Perceptual Evaluation
A perceptual experiment was conducted in order to determine (a) whether the proposed approach for controlling F0 based on amplitude could significantly improve the naturalness of EL speech and (b) whether this approach was comparable to synthesizing EL speech with an F0 contour based on pre-laryngectomy speech.
Generation of speech stimuli
The first step in generating stimuli (speech tokens) to perceptually evaluate the impact of amplitude-based F0 modulation on the quality of EL speech was to synthesize EL speech using the Klatt formant synthesizer (KLSYN). KLSYN is a well-established formant synthesizer that allows for direct control of both source and filter characteristics, and it has been shown to have the capability of producing high-quality copy synthesis for normal speech (Hanson, 1995; Klatt, 1980; Klatt & Klatt, 1990) as well as for pathological voices (Bangayan, Christopher, Alwan, Kreiman, & Gerratt, 1997). The motivation behind using this method is that synthesis can provide a tool through which the characteristics of EL speech and pre-laryngectomy speech can be compared at the level of the synthesis parameters (i.e., analysis-by-synthesis). After being parameterized, EL speech can be modified via individual or combinations of parameters to examine the resulting quality of the modified EL speech. Once copy synthesis of the original EL speech samples was accomplished, the F0 synthesis parameter was manipulated to produce EL stimuli with the desired F0 contours.

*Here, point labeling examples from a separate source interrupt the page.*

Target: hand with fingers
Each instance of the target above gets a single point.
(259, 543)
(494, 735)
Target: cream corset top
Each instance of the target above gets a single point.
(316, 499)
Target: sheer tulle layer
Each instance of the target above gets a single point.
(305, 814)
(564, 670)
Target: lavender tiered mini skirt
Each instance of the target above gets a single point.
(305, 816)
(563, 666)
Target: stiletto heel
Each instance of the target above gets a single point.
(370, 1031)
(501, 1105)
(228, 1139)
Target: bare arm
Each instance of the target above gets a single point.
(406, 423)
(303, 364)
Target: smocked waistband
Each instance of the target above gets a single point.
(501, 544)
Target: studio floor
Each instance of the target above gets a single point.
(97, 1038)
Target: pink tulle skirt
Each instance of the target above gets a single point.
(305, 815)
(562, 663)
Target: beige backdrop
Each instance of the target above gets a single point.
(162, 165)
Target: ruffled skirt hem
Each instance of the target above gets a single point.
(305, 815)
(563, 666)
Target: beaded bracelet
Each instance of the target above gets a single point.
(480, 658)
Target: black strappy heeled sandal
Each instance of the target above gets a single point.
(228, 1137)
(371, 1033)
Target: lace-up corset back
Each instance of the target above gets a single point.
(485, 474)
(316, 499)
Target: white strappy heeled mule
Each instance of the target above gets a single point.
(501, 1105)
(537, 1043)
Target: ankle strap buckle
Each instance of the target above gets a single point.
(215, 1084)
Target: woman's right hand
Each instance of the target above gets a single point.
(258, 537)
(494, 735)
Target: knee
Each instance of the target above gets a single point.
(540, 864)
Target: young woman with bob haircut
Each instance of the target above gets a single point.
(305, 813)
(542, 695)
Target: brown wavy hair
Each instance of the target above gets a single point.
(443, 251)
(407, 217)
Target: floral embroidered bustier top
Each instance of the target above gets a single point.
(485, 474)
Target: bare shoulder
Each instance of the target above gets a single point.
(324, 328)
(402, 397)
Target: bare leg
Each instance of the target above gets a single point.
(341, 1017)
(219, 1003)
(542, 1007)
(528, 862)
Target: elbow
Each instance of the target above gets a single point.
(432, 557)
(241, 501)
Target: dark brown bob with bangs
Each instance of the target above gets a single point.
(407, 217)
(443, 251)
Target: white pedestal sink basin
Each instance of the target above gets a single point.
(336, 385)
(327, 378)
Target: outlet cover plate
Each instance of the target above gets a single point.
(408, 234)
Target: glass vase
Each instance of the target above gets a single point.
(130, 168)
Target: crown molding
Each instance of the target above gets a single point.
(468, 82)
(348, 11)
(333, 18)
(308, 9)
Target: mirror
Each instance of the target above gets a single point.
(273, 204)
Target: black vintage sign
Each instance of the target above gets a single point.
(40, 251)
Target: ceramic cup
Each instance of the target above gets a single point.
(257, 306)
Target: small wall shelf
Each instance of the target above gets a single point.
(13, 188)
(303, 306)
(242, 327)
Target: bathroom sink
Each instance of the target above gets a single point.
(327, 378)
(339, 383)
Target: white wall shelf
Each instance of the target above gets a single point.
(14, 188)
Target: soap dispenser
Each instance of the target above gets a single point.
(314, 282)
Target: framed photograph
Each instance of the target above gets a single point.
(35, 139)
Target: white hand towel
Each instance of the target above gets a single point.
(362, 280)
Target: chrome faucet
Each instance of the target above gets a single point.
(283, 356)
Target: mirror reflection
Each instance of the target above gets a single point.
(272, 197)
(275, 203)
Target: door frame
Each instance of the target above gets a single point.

The overall scheme for generating speech tokens is shown in Figure 5. For each sentence-speaker condition, three versions of each sentence were generated from the copy-synthesized EL speech by simply modifying the F0 synthesis parameters: (a) EL speech with constant F0 (EL_S); (b) EL speech with F0 modulation based on the F0 contour of pre-laryngectomy speech (EL_f0n3); and (c) EL speech with F0 modulation based on the amplitude of the EL speech (EL_f0a). This resulted in 6 sentences per speaker, or a total of 12 sentences. The constant F0 values for the EL_S sentences were set to the average F0 of the pre-laryngectomy versions of the sentences, to minimize any confounding factor that could be related to differences in average F0 when comparing different stimuli. For the EL_f0a sentences, the F0 was derived from the linear relationship between F0 and amplitude in the pre-laryngectomy speech samples as described previously using Equation 1. The computed F0 was normalized such that the mean and variance of the F0 were matched to those in the pre-laryngectomy versions of the sentences. For the EL_f0n sentences, adding the pre-laryngectomy F0 contours involved two steps. First, the pre-laryngectomy and EL sentences were time aligned using the Pitch-Synchronous Overlap-Add (PSOLA) algorithm (Moulines & Charpentier, 1990), such that the phones of both sentences had the same onset times and duration. The F0 contours obtained from the time-scaled pre-laryngectomy versions of the sentences were then used to set the F0 synthesis parameters to generate the EL_f0n versions of the sentences.
Listeners
A group of 12 normal-hearing graduate students (6 females and 6 males) recruited from MIT and the Massachusetts General Hospital Institute of Health Professions served as listeners.
Experimental procedures
The synthesized stimuli were perceptually evaluated using a combination of two approaches: the Method of Paired Comparisons (PC; Meltzner & Hillman, 2005; Torgerson, 1957) and visual analog scaling (VAS).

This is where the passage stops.